Putting Posts Publicly
The second step was making a public repository ‘somewhere.’ The question of ‘where’ was fairly simple. You have a lot of options, but for me it boils down to GitLab or GitHub. While GitHub is the flavor du jour, GitLab lets you make a private repository for free, but both require users to log in with an account to edit or make issues. Pick whichever one you want. It doesn’t matter.
What does matter is that I set it up with two folders: posts
and data
That’s right. I’m replicating the inside of my content folder. Why? Well that’s because of the next step.
Serving Subs Simply
This is actually the hardest part, and led me to complain that every time I use Submodules in Git, I remember why I hate them. I really want to love Submodules. The idea is you check out a module of a specific version of another repository and now you have it. The problem is that updates are complicated. You have to update the Submodule separately and if you work with a team, and one person doesn’t, there’s a possibility you’ll end up pushing the old version of the Submodule because it’s not version controlled in your git repository.
It gets worse if you have to solve merge conflicts. Just run away.
On the other hand, there’s a tool called Subtree, which two of my twitter friends introduced me to after I tweeted my Submodule complaint. Subtree uses a merge trick to get the same result of a Submodule, only it actually stores the files in the main repository, and then merges your changes back up to it’s own. Subtrees are not a silver bullet, but in this case it was what I needed.

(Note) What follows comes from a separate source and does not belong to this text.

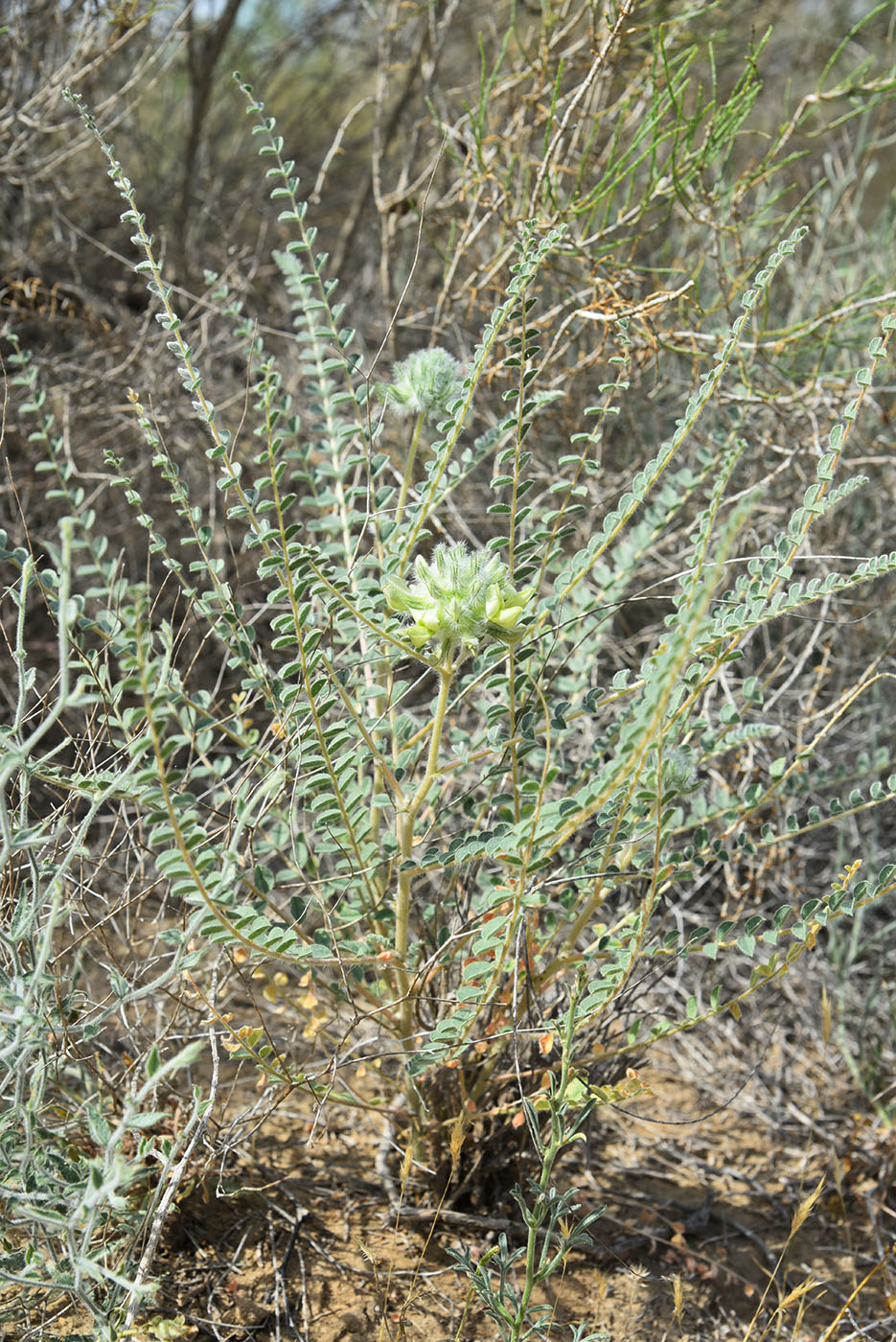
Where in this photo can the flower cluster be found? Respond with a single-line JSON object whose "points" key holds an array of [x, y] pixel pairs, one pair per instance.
{"points": [[426, 382], [460, 600]]}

Checking out the subtree is easy enough. You tell it where you want to store the repository (a folder named content
) and you give it the location of your remote, the branch name, and voila:
$ git subtree add --prefix content git@github.com:ipstenu/hugo-content.git master --squash git fetch git@github.com:ipstenu/hugo-content.git master From gitlab.com:ipstenu/hugo-content * branch master -> FETCH_HEAD Added dir 'content'
Since typing in the full path can get pretty annoying, it’s savvy to add the subtree as a remote:
$ git remote add -f hugo-content git@github.com:ipstenu/hugo-content.git
Which means the add command would be this:
$ git subtree add --prefix content hugo-content master --squash
Maintaining Merge Manuverability
Once we have all this in, we hit a new problem. The subtree is not synced by default.
When a subproject is added, it is not automatically kept in sync with the upstream changes so you have to pull it in like this:
$ git subtree pull --prefix content hugo-content master --squash
When you have new code to add, run this:
$ git subtree push --prefix content hugo-content master --squash
That makes the process for a new article a little extra weird but it does work.
Documenting Data Distribution
Here’s how I update in the real world:
- Edit my local copy of the content folder in the hugo-library repository
- Add and commit the changed content with a useful message
- Push the subtree
- Push the main repository
Done.
If someone else has a pull request, I would need to merge it (probably directly on GitHub) and then do the following:
- Pull from the subtree
- Push to the main repository
My weird caveat is that updating via Coda can get confused as it doesn’t always remember what repository I want to be on, but since I do all of my pushes from command line, that really doesn’t bother me much.